The Black Lives Matter movement has launched a new debate about racism. People from the US to Africa and Asia face discrimination based on their skin colour - benefiting the cosmetics industry.
Nairobi/New Delhi (dpa) – Throughout her working life, Yvonne Okwara, a TV presenter, was always told that she was too dark-skinned.
"I was always being told that I'm too dark for television and that I need more make-up," she says, recalling comments from bosses and colleagues. It was made clear to her early in her career that "my looks and my skin colour wouldn't get me far, because they aren't what society wants," says Okwara, who's now a household name in Kenya thanks to her work as a senior news anchor for Citizen Television.
"Even among Africans, there's a stigma against people with darker skin colour, there are different levels of discrimination," she says.
Such discrimination is common throughout Africa and Asia, and helps to fuel a billion-dollar industry for skin-lightening products, which have been sold for decades and sometimes contain harmful substances.
But thanks to a campaign by Black Lives Matter, an anti-racism movement that started in the US in 2013, this is slowly changing.
Indian dermatologist Rashmi Sarkar says that not only do some of the products contain bleaching agents, which can cause rashes, but many also only have a temporary effect - forcing buyers to continue buying these products their entire lives in order to get the desired effect.
That does not stop people from buying them, however.
Growing up in India, Vaidehi Sriram recalls even as a child feeling as though her skin was too dark, especially when teachers would praise how lighter-skinned the other girls looked, she says.
Later, at family gatherings, relatives told her that she was too dark to be able to find a good husband.

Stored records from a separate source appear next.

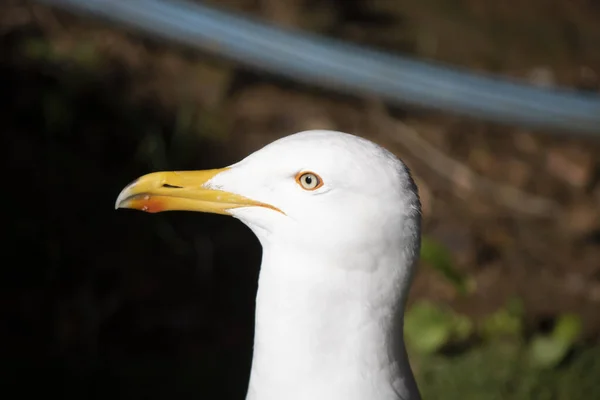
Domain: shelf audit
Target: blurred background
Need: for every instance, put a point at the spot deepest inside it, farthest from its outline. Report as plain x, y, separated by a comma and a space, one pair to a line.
97, 303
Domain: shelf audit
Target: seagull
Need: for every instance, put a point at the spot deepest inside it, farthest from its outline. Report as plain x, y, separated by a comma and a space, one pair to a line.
339, 221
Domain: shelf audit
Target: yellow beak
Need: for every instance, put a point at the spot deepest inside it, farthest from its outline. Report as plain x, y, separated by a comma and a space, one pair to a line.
181, 191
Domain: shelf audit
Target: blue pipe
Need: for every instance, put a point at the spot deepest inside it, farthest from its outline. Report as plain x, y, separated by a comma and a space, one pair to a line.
353, 69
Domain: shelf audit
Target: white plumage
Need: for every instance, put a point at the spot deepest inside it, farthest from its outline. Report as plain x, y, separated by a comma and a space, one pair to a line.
338, 258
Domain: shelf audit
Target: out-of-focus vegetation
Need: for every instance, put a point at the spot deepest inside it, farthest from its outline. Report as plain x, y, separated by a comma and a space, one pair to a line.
101, 303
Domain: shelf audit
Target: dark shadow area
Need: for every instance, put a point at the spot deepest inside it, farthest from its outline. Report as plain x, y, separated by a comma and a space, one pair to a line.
98, 303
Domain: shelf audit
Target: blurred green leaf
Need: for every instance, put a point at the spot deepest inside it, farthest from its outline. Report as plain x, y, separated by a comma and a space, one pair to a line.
438, 257
428, 327
567, 329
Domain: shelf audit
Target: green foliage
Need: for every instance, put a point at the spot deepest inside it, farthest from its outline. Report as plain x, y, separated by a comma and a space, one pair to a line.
428, 327
547, 351
498, 371
506, 322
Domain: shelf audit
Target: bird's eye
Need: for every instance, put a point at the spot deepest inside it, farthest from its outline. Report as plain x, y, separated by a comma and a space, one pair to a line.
309, 180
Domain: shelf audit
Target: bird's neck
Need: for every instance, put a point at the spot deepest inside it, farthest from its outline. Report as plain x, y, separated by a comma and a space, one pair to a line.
324, 332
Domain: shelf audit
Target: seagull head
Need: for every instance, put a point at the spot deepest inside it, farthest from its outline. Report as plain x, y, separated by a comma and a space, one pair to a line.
303, 190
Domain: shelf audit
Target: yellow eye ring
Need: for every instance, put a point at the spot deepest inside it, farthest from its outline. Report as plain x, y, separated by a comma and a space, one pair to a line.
309, 180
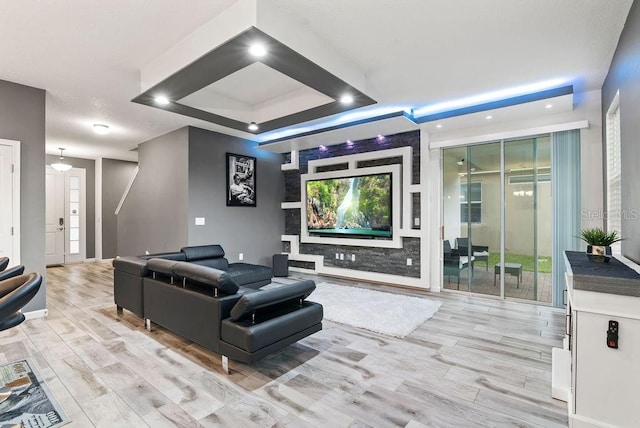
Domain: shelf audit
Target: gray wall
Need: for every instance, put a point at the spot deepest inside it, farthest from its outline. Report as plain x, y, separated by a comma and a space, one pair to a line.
22, 118
116, 175
154, 215
90, 166
624, 75
255, 232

They advised her not to wear pink dresses, as they would make her look even darker. So as youngsters, Siram and her sisters smeared their faces with cream, hoping to look lighter. "Sometimes we looked as white as ghosts," she recalls.

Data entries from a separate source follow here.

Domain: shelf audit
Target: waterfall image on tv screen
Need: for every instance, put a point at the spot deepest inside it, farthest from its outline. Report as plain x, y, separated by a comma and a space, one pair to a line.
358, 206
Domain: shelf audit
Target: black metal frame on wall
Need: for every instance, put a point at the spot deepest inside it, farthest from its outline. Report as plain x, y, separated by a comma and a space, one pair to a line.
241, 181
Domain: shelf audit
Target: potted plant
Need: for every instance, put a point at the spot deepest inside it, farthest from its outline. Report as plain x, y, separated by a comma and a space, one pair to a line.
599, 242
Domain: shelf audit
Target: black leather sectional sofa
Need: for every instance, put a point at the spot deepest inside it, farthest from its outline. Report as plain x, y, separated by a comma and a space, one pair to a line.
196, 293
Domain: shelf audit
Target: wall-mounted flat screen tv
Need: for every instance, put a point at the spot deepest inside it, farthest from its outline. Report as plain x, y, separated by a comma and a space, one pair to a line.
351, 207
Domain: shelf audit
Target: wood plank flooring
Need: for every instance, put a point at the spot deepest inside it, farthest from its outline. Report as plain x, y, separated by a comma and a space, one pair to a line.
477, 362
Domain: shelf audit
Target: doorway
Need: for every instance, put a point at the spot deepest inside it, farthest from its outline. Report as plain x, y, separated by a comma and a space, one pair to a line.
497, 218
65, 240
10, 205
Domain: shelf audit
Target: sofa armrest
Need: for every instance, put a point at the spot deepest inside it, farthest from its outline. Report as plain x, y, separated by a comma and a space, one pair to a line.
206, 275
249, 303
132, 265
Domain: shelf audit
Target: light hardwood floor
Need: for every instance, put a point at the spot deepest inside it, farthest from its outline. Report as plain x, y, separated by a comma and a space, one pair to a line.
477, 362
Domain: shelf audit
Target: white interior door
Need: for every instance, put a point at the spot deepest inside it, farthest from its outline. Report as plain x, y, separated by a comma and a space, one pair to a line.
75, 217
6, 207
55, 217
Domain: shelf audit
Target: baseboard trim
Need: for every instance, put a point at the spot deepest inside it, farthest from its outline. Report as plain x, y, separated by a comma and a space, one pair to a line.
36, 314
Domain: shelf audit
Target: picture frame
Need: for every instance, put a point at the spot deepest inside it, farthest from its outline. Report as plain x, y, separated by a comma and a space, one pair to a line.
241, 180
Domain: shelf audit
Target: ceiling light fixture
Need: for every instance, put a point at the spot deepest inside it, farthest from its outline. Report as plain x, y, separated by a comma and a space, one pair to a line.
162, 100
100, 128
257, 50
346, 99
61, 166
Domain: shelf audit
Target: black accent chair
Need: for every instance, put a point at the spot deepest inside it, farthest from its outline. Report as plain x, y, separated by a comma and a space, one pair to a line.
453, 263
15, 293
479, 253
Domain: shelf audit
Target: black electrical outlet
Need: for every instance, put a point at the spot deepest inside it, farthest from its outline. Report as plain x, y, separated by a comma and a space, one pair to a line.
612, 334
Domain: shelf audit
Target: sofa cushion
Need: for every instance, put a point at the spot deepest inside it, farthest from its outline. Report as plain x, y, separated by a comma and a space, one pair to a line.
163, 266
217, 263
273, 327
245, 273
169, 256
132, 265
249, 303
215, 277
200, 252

The industry for skin-lightening products is booming. The market was worth 4.4 billion dollars in 2018 and is forecast to grow to 8.7 billion dollars in 2027, according to market research institute Strategy MRC. That is because looks matter ever more, and potential customers have more money to spend.
Growth is expected to be particularly lucrative in the Asia-Pacific region, the authors say. The market is dominated by major beauty and health care corporations such as Unilever and Johnson and Johnson.

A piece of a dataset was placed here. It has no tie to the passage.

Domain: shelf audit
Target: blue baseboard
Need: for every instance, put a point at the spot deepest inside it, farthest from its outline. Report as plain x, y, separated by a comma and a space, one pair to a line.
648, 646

However, the industry is being gradually forced to change as movements like Black Lives Matter question these beauty ideals.
"In the wake of anti-racist protests and movements, some manufacturers and companies are thinking about changing or rebranding their skin-lightening products," says Rupali Swain of market researcher GMI.
That applies to cosmetics giant Unilever, whose lightening cream "Fair and Lovely" has been a bestseller in India for years.
The company was running an ad until recently that showed people who used the cream leading happier, more successful lives.
The word "fair" has since been criticized, however, prompting the company to rename the product "Glow and Lovely."
"We recognize that the use of the words 'fair,' 'white' and 'light' suggest a singular ideal of beauty that we don’t think is right," a Unilever spokesperson says, adding that the company recently decided to scrap these words entirely from its packaging and marketing.
Other companies are going a step further.
Johnson and Johnson, for example, recently announced that it will stop selling two of its product lines.
"Conversations over the past few weeks highlighted that some product names or claims on our Neutrogena and Clean and Clear dark-spot reducer products represent fairness or white as better than your own unique skin tone," the company says in a statement. "This was never our intention - healthy skin is beautiful skin."
Many critics have called on Unilever to stop producing Fair and Lovely altogether. The cream "promotes anti-blackness sentiments amongst all its consumers," according to a petition.
But the change also has to come from within society.
TV presenter Okwara never used skin-lightening products herself, but she says that "there are days on which you wake up and ask yourself what your life would be like if you looked different."
Discrimination based on people's skin colour is the root cause of the problem, and this must be addressed, she says.
"If skin colour actually didn't matter ... then the industry for skin-lightening products wouldn't exist."
Sriram has stopped using these products. And she wears pink dresses too, because she likes the colour.